A little effort makes a big difference

 

During my humanitarian trip to Namibia this past July, I traveled to a remote Himba village I’ve visited and researched a number of times. The Himba are an exotic people who have maintained their traditional, relatively primitive way of life for centuries.  This particular village doesn’t get many visitors, but it is clear that they have come to associate foreigners (particularly Americans and Europeans) with three things: wealth, somewhat mysterious and strange lives lived in far away places, and medicine.

Every time I visit the village, the Himba have always assumed that I or someone in my group could fix whatever was wrong with them with various medicines and bandages they expected us to be carrying. Within 20 minutes of our arrival at a particular homestead, a mother from another part of the village walked up with her baby boy, who had sat in hot coals and had a few severe burns on the back of his legs. The blisters had opened up, and there was quite a bit of dirt in them.  I cleaned the wounds and treated them, and by the time I finished we had three other visitors with requests for eye drops, medicine for migraines, and treatment for an infected laceration.  As we left, they couldn’t stop thanking us for treating them.

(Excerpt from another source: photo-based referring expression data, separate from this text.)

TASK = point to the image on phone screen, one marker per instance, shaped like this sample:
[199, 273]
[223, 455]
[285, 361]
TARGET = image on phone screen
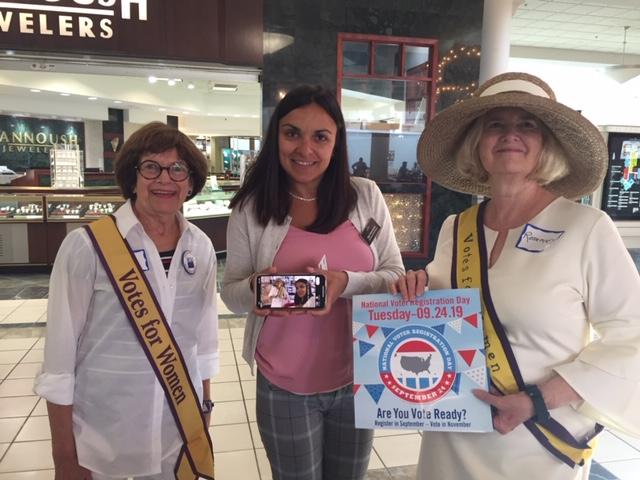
[290, 291]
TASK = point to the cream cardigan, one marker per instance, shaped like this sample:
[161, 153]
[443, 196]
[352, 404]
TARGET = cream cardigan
[252, 247]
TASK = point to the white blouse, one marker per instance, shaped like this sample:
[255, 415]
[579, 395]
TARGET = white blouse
[93, 360]
[556, 281]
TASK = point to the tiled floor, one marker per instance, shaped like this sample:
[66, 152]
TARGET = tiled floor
[25, 446]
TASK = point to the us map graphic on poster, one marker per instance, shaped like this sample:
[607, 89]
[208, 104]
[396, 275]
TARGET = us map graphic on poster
[416, 362]
[621, 195]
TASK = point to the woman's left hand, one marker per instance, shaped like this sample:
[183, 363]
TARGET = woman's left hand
[336, 282]
[510, 410]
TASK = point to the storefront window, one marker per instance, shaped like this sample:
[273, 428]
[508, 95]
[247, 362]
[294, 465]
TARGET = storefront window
[386, 102]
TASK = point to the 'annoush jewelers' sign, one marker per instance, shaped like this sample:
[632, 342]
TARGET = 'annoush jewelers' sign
[84, 19]
[25, 142]
[225, 31]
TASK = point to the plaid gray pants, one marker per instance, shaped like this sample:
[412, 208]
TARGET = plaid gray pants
[311, 437]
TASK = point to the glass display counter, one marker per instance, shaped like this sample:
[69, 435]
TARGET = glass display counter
[208, 204]
[80, 208]
[21, 208]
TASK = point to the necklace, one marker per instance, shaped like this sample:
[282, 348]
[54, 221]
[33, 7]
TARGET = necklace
[298, 197]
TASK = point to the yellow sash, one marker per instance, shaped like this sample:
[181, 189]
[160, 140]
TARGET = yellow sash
[469, 270]
[139, 303]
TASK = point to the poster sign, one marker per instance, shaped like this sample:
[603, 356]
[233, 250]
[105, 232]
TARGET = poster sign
[621, 193]
[416, 362]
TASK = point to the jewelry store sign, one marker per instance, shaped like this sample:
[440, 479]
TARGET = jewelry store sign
[25, 142]
[77, 18]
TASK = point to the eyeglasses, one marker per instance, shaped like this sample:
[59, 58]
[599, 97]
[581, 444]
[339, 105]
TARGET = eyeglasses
[150, 169]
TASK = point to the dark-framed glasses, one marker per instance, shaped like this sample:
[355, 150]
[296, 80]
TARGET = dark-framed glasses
[150, 169]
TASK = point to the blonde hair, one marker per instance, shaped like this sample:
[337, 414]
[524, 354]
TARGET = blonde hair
[552, 163]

I was amazed to see how much these people, who did not have easy access to medical supplies or facilities, valued a clean, sterile Band-Aid, a substance that could effectively disinfect a wound, or a few Tylenol.  I think it’s impossible to have an experience like this and not want to be a doctor. It was tremendously rewarding to provide simple first aid to those who didn’t have the knowledge or resources to treat themselves.

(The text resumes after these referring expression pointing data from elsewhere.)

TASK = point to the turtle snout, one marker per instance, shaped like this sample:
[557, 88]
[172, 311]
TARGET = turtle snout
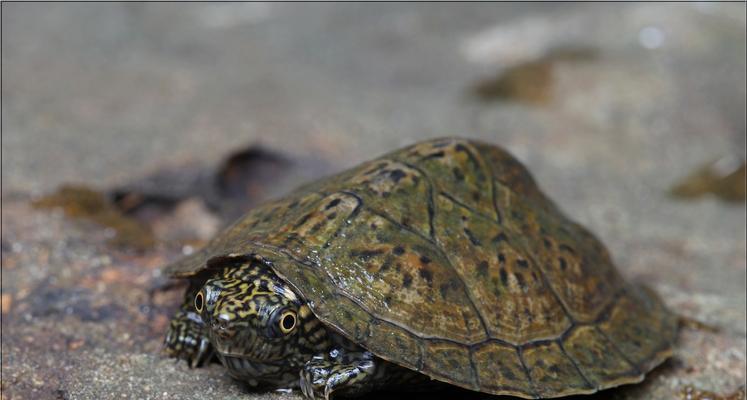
[221, 326]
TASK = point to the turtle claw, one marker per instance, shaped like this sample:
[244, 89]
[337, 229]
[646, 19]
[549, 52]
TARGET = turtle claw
[347, 374]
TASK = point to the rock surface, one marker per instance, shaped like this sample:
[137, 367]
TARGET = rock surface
[107, 94]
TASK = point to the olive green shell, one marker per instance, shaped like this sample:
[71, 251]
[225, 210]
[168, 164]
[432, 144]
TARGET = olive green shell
[446, 258]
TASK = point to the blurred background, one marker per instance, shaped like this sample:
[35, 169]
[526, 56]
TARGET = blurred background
[131, 132]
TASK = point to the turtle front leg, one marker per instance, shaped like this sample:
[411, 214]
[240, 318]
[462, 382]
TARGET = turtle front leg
[353, 373]
[187, 338]
[341, 372]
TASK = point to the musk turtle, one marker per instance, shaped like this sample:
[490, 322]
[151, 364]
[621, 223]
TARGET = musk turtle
[439, 262]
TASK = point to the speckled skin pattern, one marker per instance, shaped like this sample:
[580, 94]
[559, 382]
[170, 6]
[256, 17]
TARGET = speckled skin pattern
[445, 258]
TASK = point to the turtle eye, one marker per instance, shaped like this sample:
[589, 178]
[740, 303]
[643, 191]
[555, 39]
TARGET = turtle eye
[287, 322]
[199, 301]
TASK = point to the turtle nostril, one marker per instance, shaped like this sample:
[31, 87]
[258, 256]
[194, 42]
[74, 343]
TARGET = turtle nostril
[220, 325]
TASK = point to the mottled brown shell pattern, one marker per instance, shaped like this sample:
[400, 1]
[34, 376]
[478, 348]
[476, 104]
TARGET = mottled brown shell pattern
[446, 258]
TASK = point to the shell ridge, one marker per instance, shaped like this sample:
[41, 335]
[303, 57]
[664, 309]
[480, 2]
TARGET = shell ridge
[532, 384]
[443, 254]
[431, 204]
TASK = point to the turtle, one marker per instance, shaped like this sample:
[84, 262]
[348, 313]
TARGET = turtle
[438, 264]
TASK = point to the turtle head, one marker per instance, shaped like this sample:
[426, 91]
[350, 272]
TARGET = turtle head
[254, 322]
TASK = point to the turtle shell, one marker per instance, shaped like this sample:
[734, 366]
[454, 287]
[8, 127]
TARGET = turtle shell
[446, 258]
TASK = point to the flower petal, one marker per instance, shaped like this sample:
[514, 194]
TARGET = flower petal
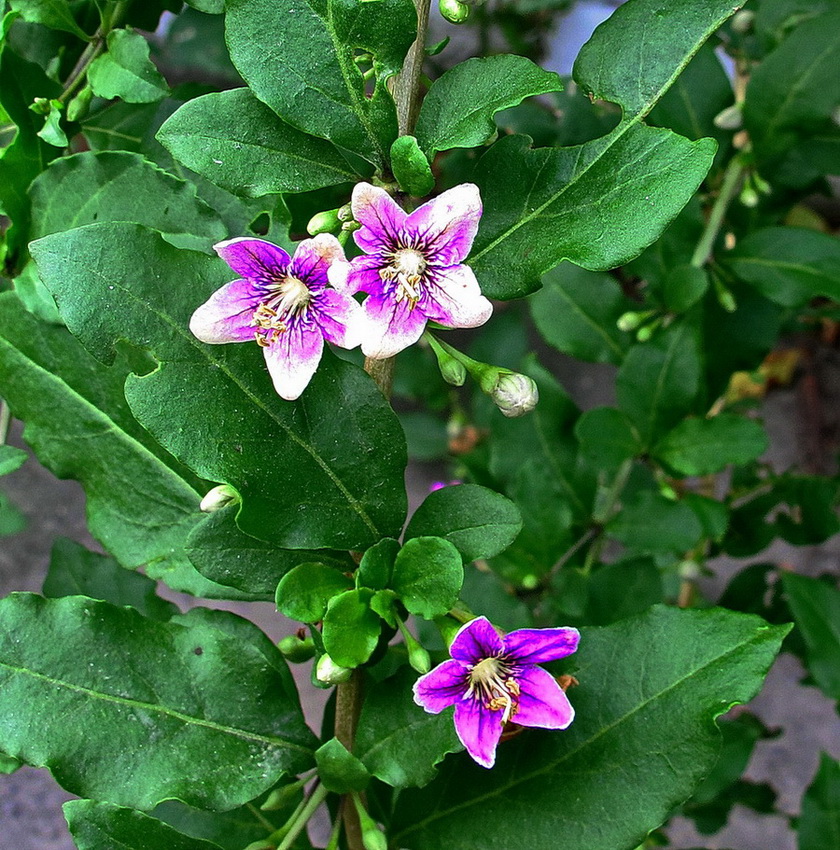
[340, 318]
[476, 640]
[452, 297]
[536, 646]
[227, 316]
[442, 687]
[542, 702]
[390, 326]
[380, 216]
[293, 358]
[254, 259]
[364, 275]
[447, 224]
[313, 257]
[479, 729]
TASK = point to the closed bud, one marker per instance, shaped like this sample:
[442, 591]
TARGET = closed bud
[296, 649]
[323, 222]
[742, 21]
[730, 118]
[331, 673]
[218, 498]
[514, 394]
[454, 11]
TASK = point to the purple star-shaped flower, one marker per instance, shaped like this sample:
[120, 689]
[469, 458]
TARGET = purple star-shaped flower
[413, 269]
[492, 679]
[284, 304]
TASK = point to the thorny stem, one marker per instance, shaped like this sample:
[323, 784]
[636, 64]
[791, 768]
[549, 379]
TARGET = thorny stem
[728, 190]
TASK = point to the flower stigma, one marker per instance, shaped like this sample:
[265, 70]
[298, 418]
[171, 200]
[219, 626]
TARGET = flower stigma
[407, 267]
[288, 298]
[496, 686]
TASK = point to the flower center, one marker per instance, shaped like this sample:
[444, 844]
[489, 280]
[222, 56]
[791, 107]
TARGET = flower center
[407, 268]
[492, 681]
[286, 299]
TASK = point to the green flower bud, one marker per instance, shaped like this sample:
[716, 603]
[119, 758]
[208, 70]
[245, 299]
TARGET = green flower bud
[297, 650]
[454, 11]
[514, 394]
[331, 673]
[218, 498]
[323, 222]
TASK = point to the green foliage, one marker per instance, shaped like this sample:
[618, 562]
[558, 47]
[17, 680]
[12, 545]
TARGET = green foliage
[126, 71]
[237, 710]
[816, 608]
[238, 143]
[75, 570]
[479, 522]
[650, 689]
[94, 825]
[396, 740]
[227, 441]
[458, 110]
[306, 72]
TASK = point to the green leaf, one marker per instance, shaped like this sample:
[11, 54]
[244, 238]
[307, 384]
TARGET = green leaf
[598, 204]
[95, 826]
[141, 503]
[428, 574]
[706, 446]
[305, 591]
[649, 690]
[377, 564]
[477, 521]
[788, 265]
[351, 628]
[411, 168]
[339, 770]
[214, 407]
[659, 381]
[306, 72]
[225, 555]
[54, 14]
[576, 311]
[238, 143]
[458, 110]
[397, 740]
[607, 438]
[651, 523]
[792, 93]
[816, 608]
[126, 71]
[11, 459]
[75, 570]
[108, 186]
[75, 665]
[819, 823]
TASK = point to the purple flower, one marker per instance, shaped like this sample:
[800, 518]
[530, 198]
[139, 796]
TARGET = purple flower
[412, 270]
[492, 679]
[284, 305]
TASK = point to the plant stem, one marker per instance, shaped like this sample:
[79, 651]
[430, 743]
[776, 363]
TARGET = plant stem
[294, 828]
[728, 189]
[407, 85]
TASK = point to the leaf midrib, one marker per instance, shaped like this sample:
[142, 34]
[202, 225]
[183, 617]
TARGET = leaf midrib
[612, 138]
[244, 734]
[501, 790]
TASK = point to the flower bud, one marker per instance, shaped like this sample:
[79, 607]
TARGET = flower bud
[454, 11]
[297, 649]
[331, 673]
[323, 222]
[218, 498]
[514, 394]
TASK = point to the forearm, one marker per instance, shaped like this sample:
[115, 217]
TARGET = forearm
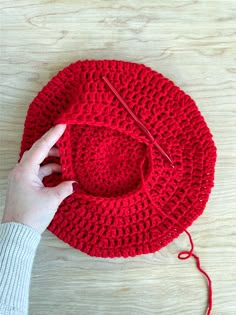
[18, 244]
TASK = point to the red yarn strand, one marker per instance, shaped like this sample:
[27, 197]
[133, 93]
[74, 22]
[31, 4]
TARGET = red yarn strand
[141, 125]
[186, 255]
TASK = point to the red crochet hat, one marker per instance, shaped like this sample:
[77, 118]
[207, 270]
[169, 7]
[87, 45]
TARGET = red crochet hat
[131, 200]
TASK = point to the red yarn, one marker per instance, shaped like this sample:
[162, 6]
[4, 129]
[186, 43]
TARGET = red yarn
[186, 255]
[105, 150]
[146, 131]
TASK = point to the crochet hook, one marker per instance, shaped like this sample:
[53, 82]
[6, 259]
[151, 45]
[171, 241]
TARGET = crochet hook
[137, 120]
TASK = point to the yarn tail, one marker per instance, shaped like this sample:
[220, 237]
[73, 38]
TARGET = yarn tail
[186, 255]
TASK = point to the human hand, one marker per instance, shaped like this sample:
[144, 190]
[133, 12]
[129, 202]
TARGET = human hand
[28, 201]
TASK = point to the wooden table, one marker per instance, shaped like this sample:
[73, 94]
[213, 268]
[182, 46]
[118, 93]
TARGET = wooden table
[192, 43]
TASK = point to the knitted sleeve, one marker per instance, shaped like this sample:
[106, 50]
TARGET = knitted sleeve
[18, 244]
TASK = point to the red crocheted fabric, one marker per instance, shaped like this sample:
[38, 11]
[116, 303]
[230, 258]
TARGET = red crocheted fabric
[131, 200]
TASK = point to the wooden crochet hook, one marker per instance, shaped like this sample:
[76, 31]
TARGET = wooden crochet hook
[141, 125]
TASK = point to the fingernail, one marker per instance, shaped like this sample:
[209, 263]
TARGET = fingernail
[75, 187]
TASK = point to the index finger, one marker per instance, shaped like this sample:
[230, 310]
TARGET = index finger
[39, 150]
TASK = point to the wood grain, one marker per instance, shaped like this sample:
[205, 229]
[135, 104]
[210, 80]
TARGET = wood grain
[191, 42]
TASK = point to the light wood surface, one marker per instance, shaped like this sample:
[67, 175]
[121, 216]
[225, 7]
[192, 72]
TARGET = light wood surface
[194, 44]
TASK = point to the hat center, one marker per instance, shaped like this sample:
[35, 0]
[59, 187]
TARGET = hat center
[107, 162]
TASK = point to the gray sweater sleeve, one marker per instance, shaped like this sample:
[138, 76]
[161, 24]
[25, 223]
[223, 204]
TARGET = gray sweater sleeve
[18, 245]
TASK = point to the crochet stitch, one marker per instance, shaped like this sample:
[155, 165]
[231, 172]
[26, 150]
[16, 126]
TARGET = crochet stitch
[131, 200]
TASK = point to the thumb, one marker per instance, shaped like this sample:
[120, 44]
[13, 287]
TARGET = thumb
[63, 190]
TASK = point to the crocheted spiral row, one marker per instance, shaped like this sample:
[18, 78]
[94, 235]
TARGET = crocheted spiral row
[131, 201]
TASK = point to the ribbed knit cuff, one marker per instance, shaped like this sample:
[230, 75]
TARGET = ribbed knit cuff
[18, 244]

As I left the village and contemplated my experience, I couldn’t help but think about the various ways that very small amounts of effort and resources could make a big difference to the health of these people.  It also made me recall the period time I lived in Zambia and contracted malaria, but with $5 worth of medicine was able to recover.  A few months after I left the country I found out that a Zambian boy I knew had contracted malaria, didn’t have enough money for medicine, and didn’t survive. I regretted not being there to provide a measly $5 to possibly save this boy’s life.

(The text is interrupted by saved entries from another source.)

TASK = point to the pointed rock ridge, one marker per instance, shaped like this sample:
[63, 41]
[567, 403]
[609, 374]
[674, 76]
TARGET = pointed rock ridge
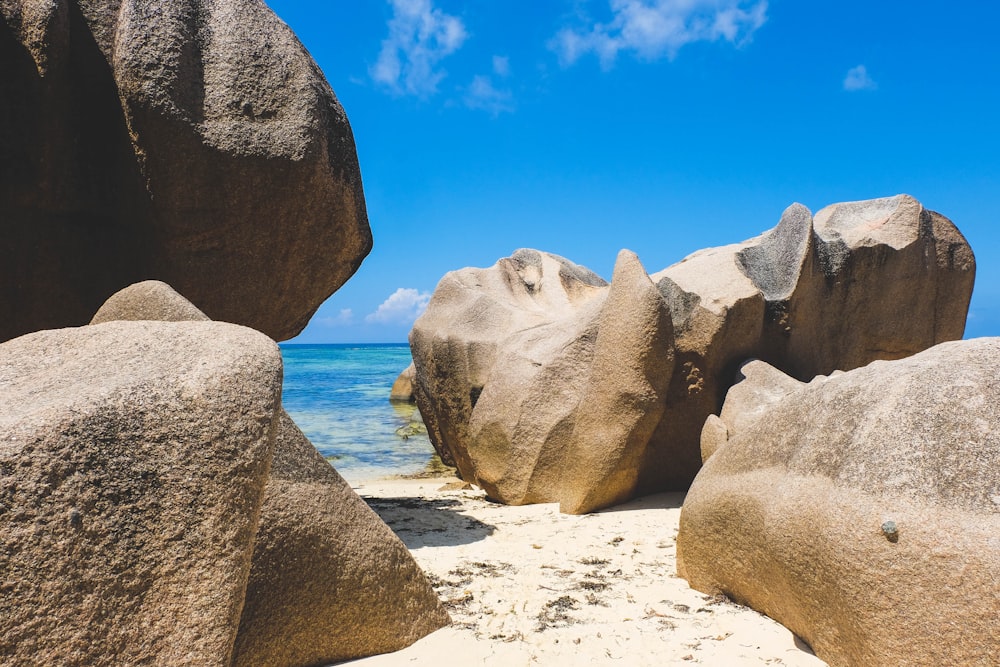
[195, 142]
[862, 510]
[625, 393]
[775, 262]
[133, 461]
[328, 580]
[863, 281]
[888, 279]
[561, 409]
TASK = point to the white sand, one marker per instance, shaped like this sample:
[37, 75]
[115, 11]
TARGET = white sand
[530, 586]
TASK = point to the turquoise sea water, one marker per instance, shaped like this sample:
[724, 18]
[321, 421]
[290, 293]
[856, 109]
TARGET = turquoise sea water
[339, 397]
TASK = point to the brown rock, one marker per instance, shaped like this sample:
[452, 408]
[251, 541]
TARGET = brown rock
[133, 459]
[148, 300]
[876, 279]
[570, 393]
[329, 580]
[402, 388]
[196, 143]
[862, 511]
[867, 280]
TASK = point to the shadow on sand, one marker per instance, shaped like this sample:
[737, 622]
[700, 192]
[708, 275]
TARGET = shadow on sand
[435, 522]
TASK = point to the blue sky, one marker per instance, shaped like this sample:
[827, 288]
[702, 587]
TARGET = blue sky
[580, 127]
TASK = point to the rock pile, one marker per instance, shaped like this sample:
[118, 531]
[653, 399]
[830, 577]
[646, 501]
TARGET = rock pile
[193, 142]
[158, 505]
[861, 510]
[515, 381]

I know there are many reading this who are actively donating their time and resources to make a difference in the lives of people both home and abroad in critical need of care. My experiences in Africa have given me a much greater appreciation for you.  Even though I don’t have any formal medical training and I don’t work for a healthcare provider, I’m glad to be able to work for what I’ll call a healthcare enabler who tries to make easier the jobs of those who do.

So, I bring this all up just to say thanks for what you do and for the difference you make.